Au-delà du rapport de confiance et de solidarité entre les citadins et le monde agricole, l’agriculture urbaine véhicule-t-elle aussi de la solidarité entre les citadins ?

Cela dépend énormément de la catégorie socio-professionnelle. Les citadins ne viennent pas nécessairement sur leur parcelle de jardin partagé pour créer du lien social. Les citadins profitent des jardins partagés car ils ont envie de faire un projet de famille, avec leurs enfants. Le voisin reste le voisin et cela peut parfois créer des conflits. Les citadins viennent en second lieu pour les liens qu’ils tissent, et seront très fiers de le partager, de le revendiquer, mais ce n’est pas leur priorité.

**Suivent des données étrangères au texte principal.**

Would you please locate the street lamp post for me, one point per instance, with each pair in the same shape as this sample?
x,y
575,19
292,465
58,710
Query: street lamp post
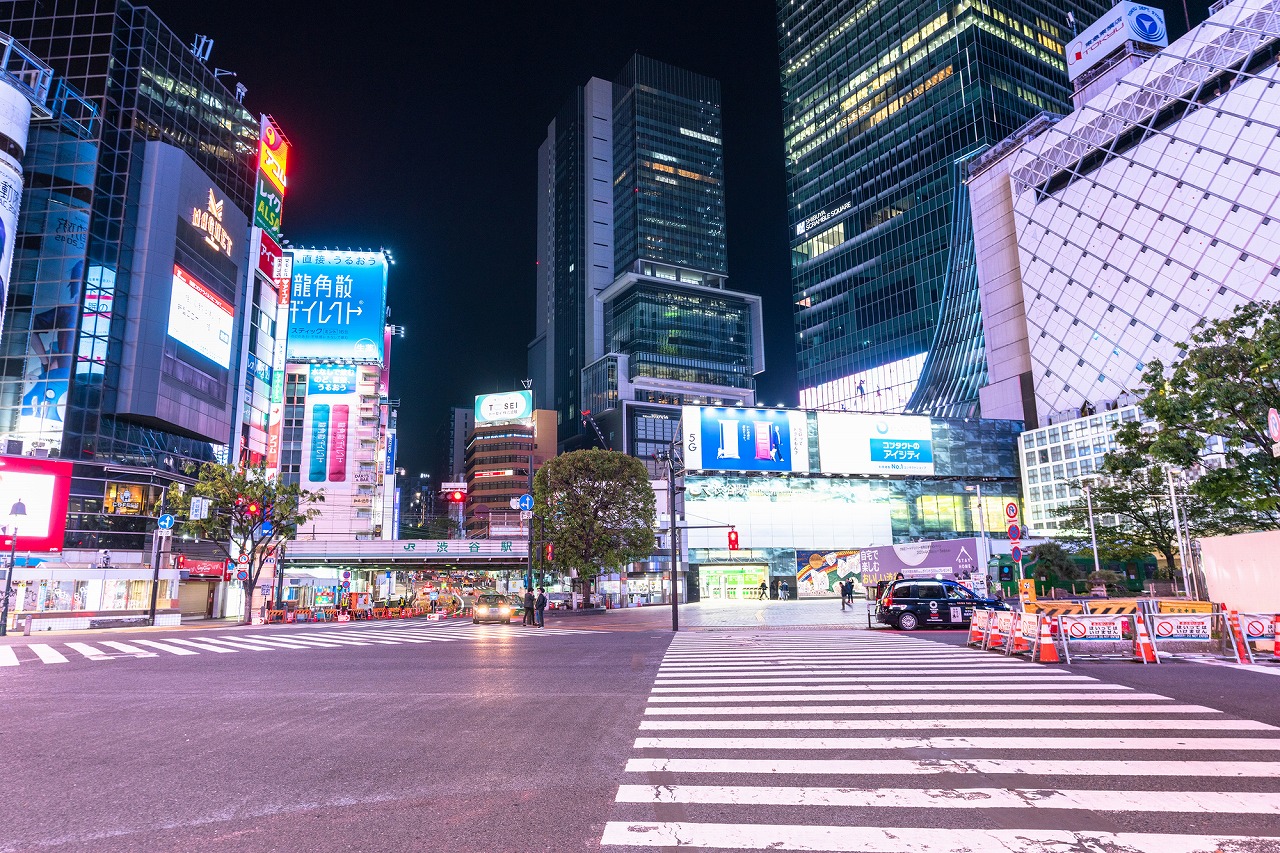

« Cela peut être une des raisons pour lesquels ils restent, mais ce n’est pas la raison pour laquelle ils viennent. »

 

Y a-t-il un nouveau métier qui se crée avec le développement de l’agriculture urbaine et quel est-il ?

Nous sommes en train de créer de nouveaux espaces dans les quartiers, sans être sûrs de savoir comment ceux-ci seront maintenus. Il faudrait un métier au sein duquel nous faisons de l’accompagnement. Le jardinier introverti d’aujourd’hui, qui n’est pas forcément dans le partage, devra réussir à créer de l’animation en permanence pour entretenir avec les habitants. Nous ne pouvons pas imposer aux citadins d’aimer le jardinage. Cela doit rester un loisir. Cependant le risque n’est pas énorme car un espace vert est toujours réversible. L’avantage de l’agriculture urbaine est qu’elle sanctuarisera ces espaces verts en tant que tels, quel que soit l’évolution du programme.